Thursday, March 02, 2006

The Politics of Hypothermia

Approximately 6 million households in the cold Northeast are heated with residential oil, which is currently running around $2.40 a gallon. Out of 6 million households, you can bet there are a lot of them having difficulty paying to keep the oil tanks filled or keeping warm in the winter.

Enter Citgo Petroleum Corporation. Citgo appears to have an active community involvement program, including distributing heating oil at discounted prices this winter as part of an initiative aimed at helping poor communities in areas of the country most affected by cold winters.

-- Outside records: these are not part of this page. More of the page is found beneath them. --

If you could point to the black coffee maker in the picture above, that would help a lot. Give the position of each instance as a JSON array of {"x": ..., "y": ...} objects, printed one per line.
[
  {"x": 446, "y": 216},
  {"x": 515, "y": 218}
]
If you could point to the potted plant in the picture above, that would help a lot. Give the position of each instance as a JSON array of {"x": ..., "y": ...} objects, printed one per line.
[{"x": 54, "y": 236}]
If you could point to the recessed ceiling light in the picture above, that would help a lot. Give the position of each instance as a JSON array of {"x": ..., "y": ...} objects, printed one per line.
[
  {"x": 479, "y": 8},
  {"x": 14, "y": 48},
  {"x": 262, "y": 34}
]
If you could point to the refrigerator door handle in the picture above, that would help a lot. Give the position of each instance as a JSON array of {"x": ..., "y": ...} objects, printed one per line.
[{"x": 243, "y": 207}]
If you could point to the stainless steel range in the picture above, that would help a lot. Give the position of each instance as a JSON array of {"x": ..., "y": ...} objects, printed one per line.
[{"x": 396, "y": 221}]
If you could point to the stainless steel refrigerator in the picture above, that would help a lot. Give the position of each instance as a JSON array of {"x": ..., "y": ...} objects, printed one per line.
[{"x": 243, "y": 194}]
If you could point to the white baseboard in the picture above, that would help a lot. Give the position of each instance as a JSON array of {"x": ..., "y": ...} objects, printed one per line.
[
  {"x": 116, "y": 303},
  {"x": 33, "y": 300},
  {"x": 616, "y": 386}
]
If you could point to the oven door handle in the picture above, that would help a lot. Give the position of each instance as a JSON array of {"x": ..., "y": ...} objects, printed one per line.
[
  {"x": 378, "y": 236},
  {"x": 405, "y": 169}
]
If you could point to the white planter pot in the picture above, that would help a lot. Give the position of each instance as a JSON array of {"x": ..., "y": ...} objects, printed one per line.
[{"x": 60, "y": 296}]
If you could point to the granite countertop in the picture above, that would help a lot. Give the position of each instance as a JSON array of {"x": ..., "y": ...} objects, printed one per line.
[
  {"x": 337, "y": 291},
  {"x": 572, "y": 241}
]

The parent company of Citgo is the Venezuelan state oil company PDVSA, and Citgo’s program has the full support of the parent company. Naturally, here’s the spin put on it by the liberal Washington Post:

Venezuela, where per capita income is about one tenth that of the United States, will provide 4.8 million gallons of heating oil at a 40 percent discount to Connecticut households that qualify for state home heat assistance, state officials said. . .

. . . [t]he exports are seen as an attempt by Chavez to embarrass the Bush administration, which the Venezuelan leader says neglects poor Americans.

It’s good that our Congressional representatives know how to respond to the shame of being provided winter heating oil assistance to low-income families from a country where, as few as 10 years ago, over 50 percent of the population of its capital lived as squatters:

Last month, House Energy and Commerce Committee Chairman Joe Barton (R-Texas) and Rep. Ed Whitfield (R-Ky.) wrote Citgo to demand documents about the program. The members, for example, asked how the company selected which communities would get the oil and whether the program violated federal antitrust laws.

It speaks volumes about how our current political leadership thinks, when a humanitarian and public health gesture is viewed as a tool to increase market share (selling discounted heating oil to the poor will do that?) or a threat to national security:

“So rarely does one find Fidel Castro’s best friend in the Western Hemisphere prepared to do Americans a favor, that just possibly it’s not a favor,” said Energy and Commerce Deputy Staff Director Larry Neal.

If we are under “attack” by Venezuela here, it’s only because we’re such a big target. It’s an application of soft power at its finest, and it’s a shame that we’re blind to the lesson.